EDIT: I just looked and these are the most-tracked posts from the last month, if that gives any idea of content:
http://marinich.tumblr.com/post/200996589/talentless, http://marinich.tumblr.com/post/216821123/make-great-shit, http://marinich.tumblr.com/post/220489097/art-school-blues. So, as I said, it's a bit of a potpourri.
Unfortunately, no one in professional journalism seems to know yet -how- to "pick up their game", and in the meantime, it's just easier to resent the everyday people. It'll be nice to see what, if anything, emerges.
Nice blog design, decent point, pathetic use of profanity.
Nothing personal, and I do agree with the point of your article, I just don't like the profanity usage.
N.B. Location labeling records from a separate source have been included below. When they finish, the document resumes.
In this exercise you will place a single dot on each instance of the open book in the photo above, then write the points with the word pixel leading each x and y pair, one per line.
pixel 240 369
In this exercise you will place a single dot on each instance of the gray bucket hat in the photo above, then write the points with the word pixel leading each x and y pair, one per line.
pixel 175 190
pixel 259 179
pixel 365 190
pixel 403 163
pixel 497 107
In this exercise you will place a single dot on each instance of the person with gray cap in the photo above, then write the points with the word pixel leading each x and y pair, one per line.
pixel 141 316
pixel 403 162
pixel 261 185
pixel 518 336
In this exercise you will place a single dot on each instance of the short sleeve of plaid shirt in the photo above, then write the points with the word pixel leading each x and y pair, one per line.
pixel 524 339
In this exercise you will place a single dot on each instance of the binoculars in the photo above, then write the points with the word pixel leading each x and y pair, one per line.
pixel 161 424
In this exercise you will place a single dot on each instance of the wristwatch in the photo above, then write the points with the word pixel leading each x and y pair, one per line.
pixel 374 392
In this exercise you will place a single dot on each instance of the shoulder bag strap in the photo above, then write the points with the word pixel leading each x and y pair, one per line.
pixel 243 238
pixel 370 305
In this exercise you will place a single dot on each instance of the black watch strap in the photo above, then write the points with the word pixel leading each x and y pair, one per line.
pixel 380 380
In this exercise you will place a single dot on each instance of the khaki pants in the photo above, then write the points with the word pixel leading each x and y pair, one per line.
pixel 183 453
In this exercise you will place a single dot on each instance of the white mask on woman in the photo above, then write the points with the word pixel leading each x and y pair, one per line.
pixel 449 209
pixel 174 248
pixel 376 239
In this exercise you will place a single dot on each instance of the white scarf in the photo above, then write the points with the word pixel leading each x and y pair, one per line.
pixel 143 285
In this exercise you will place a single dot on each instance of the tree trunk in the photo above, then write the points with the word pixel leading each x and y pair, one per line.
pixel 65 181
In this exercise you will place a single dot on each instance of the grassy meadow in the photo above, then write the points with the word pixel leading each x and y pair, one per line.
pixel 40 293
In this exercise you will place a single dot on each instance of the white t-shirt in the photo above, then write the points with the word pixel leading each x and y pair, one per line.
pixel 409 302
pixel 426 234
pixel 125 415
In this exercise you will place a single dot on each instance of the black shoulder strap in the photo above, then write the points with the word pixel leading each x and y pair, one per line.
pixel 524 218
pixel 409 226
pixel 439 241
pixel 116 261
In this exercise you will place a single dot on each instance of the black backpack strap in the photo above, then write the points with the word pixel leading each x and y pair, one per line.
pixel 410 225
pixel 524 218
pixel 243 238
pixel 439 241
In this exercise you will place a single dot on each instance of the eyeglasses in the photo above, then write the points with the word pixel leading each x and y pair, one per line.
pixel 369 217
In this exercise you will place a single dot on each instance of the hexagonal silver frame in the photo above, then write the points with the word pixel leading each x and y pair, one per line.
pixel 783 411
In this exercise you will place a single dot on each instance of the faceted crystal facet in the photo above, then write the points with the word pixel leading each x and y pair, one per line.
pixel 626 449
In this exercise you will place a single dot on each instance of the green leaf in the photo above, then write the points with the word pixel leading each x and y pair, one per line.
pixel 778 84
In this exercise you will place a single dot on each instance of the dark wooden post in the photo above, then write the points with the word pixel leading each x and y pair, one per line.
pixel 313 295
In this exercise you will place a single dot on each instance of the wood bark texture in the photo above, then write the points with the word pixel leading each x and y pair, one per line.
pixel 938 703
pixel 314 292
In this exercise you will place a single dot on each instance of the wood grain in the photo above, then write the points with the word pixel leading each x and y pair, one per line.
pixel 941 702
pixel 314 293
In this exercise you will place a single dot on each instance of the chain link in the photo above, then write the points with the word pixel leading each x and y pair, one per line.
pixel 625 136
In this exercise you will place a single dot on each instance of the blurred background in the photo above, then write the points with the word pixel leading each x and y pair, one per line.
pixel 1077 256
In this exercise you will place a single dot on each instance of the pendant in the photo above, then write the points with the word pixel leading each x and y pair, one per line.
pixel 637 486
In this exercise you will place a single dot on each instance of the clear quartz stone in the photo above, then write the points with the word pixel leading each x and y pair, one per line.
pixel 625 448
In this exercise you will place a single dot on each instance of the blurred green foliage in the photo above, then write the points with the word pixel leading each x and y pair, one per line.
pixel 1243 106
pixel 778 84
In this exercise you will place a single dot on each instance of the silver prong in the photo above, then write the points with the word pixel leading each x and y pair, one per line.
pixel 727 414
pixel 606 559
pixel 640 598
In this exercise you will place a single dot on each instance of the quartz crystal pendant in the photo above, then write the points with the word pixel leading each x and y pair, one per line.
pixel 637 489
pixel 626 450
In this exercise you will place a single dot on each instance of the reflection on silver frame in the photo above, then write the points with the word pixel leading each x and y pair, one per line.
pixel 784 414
In that sense, US papers made their own bad situation worse. They chose poorly. Too damn bad - for us all.
My reaction to Twitter being mentioned in the same paragraph as journalism is that we're in trouble. Any evolutionary biologist will tell you that the facts aren't part of the social provinces.
They aren't by default, I agree. I don't think we'll ever have a world of fact-checkers and I'm glad we never will.
But I think it's likely that we'll see groups of passionate writers who strive for accuracy in their writing, not because it's an organization but because it's their individual style. Just like the world of tech blogging has led to these ecospheres, where there's the TechCrunch/Mashable crowd and then the Gruber/Kottke/Mann crowd, and each one has a different approach that different sorts of people like.